@Constantia,
der Titel des Bildes ist für mich irreführend, denn eigentlich ist es ein Doppelakt. Die weiße Frau sieht leichenweiß aus , finde ich.
Ich meine, deine Assoziation wär mir nicht gekommen, weil die Gegenüberstellung des weißen und des dunklen Frauenkörpers für mich die Spannung ausmacht ohne politische Gedanken. Aber das Umgekehrte dürfte hier schon Realität sein ebenso wie das im Bild gezeigte.
Weiße sind auch oft neidisch auf die dunklen Körper und Gesichter, in denen so viel mehr Kontrast ist. Oder manche afrikanische/arabische Typen haben so unglaublich schöne Körper und manche der „frischen“ Afrikaner, die ich hier sehe einen so unglaublich elegenten, leichten, ausbalancierten Gang. Wenn sie eine Weile hier sind, latschen sie oft wie die Einhimischen in ihren dämlichen Sneakern, die jeden Gang versauen.
Außerdem legt man hier grad nicht soviel Wert auf Körperhaltung usw. . Nennt man Ausdruck der Freiheit, ist aber nur die Voranmeldung zum Orthopäden.
Da ist es eher die Ausnahme, solche Anmut zu sehen. Es tauchen – und das ist ein Fortschritt- immer mehr Schwarze(alsSynonym für Unterschicht) auf in Bereichen, die eigentlich Ober- und Mittelschicht sind.
Michaela Price(Ballerina) gibt es schon und andere Tänzer, „das fliegende Eichhörnchen“ auch, die den Turnsport auf eine neue Stufe gehoben hat. Mal sehen wie es wird, wenn z.B. im Herrenturnen weniger die „asiatische Leichtbauweise“ da ist, als dann die afrikanische. Der Ausdruck stammt von einem Turntrainer bezogen auf Marcel Ngyen.
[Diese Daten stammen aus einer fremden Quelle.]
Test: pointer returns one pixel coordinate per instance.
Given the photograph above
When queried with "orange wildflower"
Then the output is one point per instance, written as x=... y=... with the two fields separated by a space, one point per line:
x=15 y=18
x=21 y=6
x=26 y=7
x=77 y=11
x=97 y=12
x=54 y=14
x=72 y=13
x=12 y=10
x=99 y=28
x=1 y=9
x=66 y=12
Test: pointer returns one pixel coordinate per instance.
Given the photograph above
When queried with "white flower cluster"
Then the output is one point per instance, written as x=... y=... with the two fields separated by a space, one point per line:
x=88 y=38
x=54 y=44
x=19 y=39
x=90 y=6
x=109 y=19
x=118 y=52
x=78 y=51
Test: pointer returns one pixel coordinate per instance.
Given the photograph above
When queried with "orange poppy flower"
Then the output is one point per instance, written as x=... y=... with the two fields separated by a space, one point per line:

Ich hoffe, ich werde noch einen äthiopischen oder so Turnolympiasieger erleben.
Andererseits werden blonde, blauäugige Kinder, Frauen und Männer in Gesellschaften mit eher dunklen Hauttönen für etwas besonders Schönes gehalten, angestarrt, angefaßt geheiratet usw..
Hierzulande ist die blonde , gern deutsche Freundin für Araber, Türken oder Leute vom Balkan Trophäe oder auch Statussymbol. Türkische Frauen versuchen, ihr schwarzes Haar blond zu färben, was dann zu einem schmutzigen Gelb führt und für mich nicht schön aussieht. Japanische Frauen lassen sich die Augen operieren, damit sie europäischer aussehen. Koreanerinnen meiden die Sonne und haben bleichende Hautpflege, um einen weißen Teint hinzubekommen.
Diesen moralisierenden Oberantirassismus halte ich für vollkommen falsch. Es bringt nichts, Dinge verschwinden zulassen. Sie sind ja doch da und/oder gehören zum kollektiven Gedächtnis.
Was als Rassismus daherkommt, hat gerade bei den letzten Auseinanderstzungen mit Straßenkriminalität zu tun. Die Schwarzen und überhaupt Farbigen werden oft härter bestraft und sind dort deutlich überrepräsentiert . Die härtere Bestrafung ist der Rasismaus aus meiner Sicht und umgebracht werden darf natürlich keiner . Aber das versteht sich ja von selbst und gut ist, dass man diese Polizisten eingesammelt hat.
Es stimmt nicht, dass Rassismus nur weiß ist. Er kann sehr wohl auch schwarz sein und ist dann nicht einfach eine Folge der Unterdrückung, auch, aber nicht nur. Es gibt unter Schwarzen mindestens ebenso viele spießig beschränkte Menschen wie unter Weißen.So habe ich das erlebt. Auch anders und dann macht es einfach Spaß, miteinander umzugehen.
Interessant finde ich in dem Zusammenhang solche Filme wie -Rate mal wer zum Essen kommt-
http://de.wikipedia.org/wiki/Rat_mal,_wer_zum_Essen_kommt
oder -Monsieur Claude und seine Töchter- als großartige Komödie über Rassismus bzw. religiöse Toleranz.